When the investigator fails to reject H0 it does not mean H0 is true, merely that H0 cannot be shown to be false beyond a “reasonable” doubt.
Suppose we draw a random sample of 100 children from eighth-grade classes in such-and-such a school system, and we find the mean=110 and SD=10. How accurate is this mean?
What we do is to set up a hypothetical distribution of sample means, all calculated from samples of 100 pupils, each drawn from the parent population of eighth-grade pupils. If we know the mean of this population of means, everything would be simple. In fact, we cannot obtain it. The best we can do is to estimate it with our sample value, or sample mean. We simply say, in this case, “Let the sample mean equal the mean of the population mean” —and hope we are right. Then we must test our equation. We do this with the standard error.
If samples are drawn from a population at random, the means of the samples will tend to be normally distributed. The larger the Ns, the more this is so. And the shape and kind of distribution of the original population makes no difference.

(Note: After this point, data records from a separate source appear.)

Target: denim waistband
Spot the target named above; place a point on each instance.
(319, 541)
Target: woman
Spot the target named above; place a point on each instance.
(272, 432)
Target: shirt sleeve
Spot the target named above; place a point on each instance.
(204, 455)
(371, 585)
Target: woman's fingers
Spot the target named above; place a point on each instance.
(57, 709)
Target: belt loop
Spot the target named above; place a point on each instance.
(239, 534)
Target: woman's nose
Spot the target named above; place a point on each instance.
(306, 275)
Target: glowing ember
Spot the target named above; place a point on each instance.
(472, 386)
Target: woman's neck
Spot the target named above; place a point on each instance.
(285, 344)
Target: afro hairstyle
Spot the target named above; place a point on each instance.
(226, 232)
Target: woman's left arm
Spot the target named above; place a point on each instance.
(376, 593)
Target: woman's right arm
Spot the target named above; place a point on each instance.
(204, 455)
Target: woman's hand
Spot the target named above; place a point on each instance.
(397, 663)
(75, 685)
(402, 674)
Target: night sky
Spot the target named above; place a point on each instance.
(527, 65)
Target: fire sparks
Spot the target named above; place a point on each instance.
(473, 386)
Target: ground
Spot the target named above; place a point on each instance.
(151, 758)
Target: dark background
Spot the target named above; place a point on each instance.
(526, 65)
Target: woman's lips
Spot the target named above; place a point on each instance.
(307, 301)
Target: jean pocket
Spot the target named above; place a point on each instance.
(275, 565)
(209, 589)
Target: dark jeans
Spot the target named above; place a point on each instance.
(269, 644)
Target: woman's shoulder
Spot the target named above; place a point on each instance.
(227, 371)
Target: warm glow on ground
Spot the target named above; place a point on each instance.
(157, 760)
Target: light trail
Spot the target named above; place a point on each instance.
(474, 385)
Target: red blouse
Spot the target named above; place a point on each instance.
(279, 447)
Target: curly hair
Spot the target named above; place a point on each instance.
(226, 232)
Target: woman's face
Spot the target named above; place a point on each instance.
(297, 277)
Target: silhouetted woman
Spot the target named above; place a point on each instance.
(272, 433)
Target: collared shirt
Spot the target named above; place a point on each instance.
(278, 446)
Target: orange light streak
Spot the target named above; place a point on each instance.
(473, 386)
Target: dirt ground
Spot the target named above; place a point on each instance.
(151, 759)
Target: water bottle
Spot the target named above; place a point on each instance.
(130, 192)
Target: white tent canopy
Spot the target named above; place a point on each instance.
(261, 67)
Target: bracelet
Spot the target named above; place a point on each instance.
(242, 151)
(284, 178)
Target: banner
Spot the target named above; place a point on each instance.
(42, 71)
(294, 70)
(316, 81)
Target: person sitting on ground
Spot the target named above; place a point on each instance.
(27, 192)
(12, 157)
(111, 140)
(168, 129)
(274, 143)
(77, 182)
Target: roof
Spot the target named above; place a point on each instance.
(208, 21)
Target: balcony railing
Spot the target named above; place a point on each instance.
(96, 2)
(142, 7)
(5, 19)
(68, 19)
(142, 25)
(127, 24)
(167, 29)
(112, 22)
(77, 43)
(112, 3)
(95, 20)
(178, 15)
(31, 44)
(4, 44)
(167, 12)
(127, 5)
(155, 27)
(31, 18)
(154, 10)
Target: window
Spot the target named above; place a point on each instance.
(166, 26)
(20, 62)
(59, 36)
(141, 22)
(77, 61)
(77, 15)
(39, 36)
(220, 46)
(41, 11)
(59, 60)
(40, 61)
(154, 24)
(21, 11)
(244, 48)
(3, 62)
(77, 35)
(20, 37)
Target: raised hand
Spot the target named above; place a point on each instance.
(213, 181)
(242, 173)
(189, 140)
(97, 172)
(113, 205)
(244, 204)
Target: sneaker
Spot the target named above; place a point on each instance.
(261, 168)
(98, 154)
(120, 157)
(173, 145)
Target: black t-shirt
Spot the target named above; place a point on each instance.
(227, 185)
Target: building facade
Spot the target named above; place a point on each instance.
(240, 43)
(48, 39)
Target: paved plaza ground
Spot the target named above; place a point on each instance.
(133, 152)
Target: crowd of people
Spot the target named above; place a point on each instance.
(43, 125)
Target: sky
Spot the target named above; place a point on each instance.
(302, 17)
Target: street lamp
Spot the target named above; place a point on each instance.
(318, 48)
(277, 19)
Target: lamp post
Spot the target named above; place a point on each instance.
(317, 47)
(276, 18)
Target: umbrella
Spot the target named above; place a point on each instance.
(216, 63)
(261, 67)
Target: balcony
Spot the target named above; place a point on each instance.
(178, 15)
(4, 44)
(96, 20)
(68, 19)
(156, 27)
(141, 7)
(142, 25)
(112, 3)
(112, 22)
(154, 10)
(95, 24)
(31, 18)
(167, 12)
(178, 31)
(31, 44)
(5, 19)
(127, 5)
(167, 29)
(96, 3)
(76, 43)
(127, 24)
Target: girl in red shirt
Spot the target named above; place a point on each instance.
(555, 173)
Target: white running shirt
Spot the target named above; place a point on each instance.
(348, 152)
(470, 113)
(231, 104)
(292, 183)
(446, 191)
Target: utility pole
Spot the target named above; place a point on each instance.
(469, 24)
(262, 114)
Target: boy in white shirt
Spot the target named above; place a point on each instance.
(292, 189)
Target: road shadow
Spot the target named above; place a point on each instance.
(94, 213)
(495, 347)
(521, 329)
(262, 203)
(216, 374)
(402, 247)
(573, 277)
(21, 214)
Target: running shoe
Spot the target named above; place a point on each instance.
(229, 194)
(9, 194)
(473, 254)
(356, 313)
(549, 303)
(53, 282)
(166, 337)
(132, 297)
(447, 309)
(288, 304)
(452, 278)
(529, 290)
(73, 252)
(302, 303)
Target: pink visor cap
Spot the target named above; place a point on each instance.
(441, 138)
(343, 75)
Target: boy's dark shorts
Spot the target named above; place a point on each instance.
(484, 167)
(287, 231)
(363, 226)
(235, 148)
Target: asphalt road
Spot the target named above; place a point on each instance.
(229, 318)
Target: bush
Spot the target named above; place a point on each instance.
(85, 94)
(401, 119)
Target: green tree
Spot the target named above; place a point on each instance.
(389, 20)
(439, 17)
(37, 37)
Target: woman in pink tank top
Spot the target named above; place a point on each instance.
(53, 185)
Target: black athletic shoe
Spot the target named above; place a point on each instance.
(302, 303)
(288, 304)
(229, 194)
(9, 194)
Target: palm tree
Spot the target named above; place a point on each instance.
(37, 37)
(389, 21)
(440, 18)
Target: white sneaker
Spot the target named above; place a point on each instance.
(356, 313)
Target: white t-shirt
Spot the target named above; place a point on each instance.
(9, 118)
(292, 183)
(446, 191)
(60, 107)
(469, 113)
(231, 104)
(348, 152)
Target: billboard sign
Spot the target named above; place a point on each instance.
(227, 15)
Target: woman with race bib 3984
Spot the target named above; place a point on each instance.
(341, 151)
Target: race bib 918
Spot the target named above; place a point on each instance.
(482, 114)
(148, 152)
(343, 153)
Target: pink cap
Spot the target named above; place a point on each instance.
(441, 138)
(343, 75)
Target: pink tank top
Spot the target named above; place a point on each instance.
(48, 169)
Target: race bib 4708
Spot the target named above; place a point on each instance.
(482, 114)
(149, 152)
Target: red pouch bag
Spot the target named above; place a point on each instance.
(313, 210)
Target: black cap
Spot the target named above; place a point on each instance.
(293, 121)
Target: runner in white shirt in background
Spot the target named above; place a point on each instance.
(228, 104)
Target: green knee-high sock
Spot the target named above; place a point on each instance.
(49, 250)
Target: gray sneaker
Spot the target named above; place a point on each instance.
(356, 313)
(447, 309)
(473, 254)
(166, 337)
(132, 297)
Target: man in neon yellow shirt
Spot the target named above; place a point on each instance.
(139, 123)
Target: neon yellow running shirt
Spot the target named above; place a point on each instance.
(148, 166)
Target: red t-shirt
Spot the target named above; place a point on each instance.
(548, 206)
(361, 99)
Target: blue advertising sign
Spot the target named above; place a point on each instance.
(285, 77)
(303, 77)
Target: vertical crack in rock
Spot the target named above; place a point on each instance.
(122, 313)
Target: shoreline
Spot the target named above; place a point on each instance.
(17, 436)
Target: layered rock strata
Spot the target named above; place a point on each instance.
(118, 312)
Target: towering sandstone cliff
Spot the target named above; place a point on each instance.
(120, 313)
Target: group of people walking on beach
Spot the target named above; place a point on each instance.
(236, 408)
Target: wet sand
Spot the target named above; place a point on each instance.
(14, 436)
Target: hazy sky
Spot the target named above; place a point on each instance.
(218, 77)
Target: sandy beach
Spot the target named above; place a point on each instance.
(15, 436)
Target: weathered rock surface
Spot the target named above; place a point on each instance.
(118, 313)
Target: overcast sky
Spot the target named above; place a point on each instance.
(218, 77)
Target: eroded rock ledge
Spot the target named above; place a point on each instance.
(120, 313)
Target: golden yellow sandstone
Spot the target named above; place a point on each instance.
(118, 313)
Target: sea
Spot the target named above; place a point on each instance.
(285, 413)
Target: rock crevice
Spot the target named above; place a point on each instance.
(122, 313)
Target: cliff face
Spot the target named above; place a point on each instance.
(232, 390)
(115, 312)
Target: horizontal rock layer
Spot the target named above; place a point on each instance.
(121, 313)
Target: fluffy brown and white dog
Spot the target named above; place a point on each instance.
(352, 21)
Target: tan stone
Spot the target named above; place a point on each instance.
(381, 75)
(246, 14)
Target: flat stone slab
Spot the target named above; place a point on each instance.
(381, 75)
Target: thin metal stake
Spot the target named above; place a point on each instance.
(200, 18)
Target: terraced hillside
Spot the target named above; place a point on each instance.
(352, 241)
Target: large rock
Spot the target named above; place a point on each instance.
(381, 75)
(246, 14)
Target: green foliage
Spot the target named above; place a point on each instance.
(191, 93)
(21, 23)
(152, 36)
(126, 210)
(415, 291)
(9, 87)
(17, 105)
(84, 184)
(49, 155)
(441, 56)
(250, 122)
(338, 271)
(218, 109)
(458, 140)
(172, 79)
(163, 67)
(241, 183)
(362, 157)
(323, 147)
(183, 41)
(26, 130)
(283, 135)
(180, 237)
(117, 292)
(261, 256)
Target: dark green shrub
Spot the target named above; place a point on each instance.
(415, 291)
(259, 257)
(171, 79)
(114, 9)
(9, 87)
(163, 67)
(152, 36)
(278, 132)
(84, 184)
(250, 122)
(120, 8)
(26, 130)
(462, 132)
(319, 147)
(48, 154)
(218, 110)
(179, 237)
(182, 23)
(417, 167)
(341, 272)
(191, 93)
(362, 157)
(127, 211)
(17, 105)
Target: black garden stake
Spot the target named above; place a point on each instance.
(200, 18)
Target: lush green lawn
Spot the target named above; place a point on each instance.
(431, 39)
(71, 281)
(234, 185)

Why is it important to show that distributions of means approximate normality? We work with means a great deal in data analysis, and if they are normally distributed then one can use the known properties of the normal curve to interpret obtaained research data.
To infer is to derive a conclusion from premises or from evidence. To infer statistically is to derive probabilistic conclusions from probabilistic premises. We conclude probabilistically; that is, at a specified level of significance.
Another form of inference, discussed at length in the chapter on sampling, is that from a sample to a population.
One of the gravest dangers of research is the inferential leap from sample data to population fact.
It can be said, in sum, that statistics enable scientists to test substantive hypotheses indirectly by enabling them to test statistical hypotheses directly. They test the “truth” of substantive hypotheses by subjecting null hypotheses to statistical tests on the bases of probabilistic reasoning.
H0 is rejected with the awareness that an error might have been made, but the chances of that happening are less than 0.05. The conclusion of rejecting H0 on an average is correct more than 95% of the time.
As a rule, in selecting a significance level one must decide which type of error is more important to avoid or minimize. To be certain that an event of some importance has been identified before reporting it, use a fairly stringent criterion of significance, such as 0.01. On the other hand, if there is greater concern not to miss something, use a less stringent level, such as 0.05.
The size of the sample is related to both types of errors. With a fixed value of type one error and a fixed sample size n, the value of type two error is predetermined. If type two error is too large, it can be reduced by either raising the level of type one error for fixed n, or by increasing n for a fixed level of type one error. Although type two error is seldom determined in an experiment, researchers can be assured that it is reasonably small by collecting a large sample.
Using our substantive hypothesis we can state it statistically. Even though we have referred to it as our statistical hypothesis, many statisticians refer to it as the research, or experimental or alternative hypothesis.
A sample that is too large is a waste of resources. A sample that is too small is also a wasted effort since it will not be large enough to detect a significant effect (difference).
By increasing the sample size, the sampling distribution becomes narrower and the standard error becomes smaller. As a result, a large sample increases the likelihood of detecting a difference. However, too large of a sample will make a very small difference statistically significant, but not necessarily of practical significance.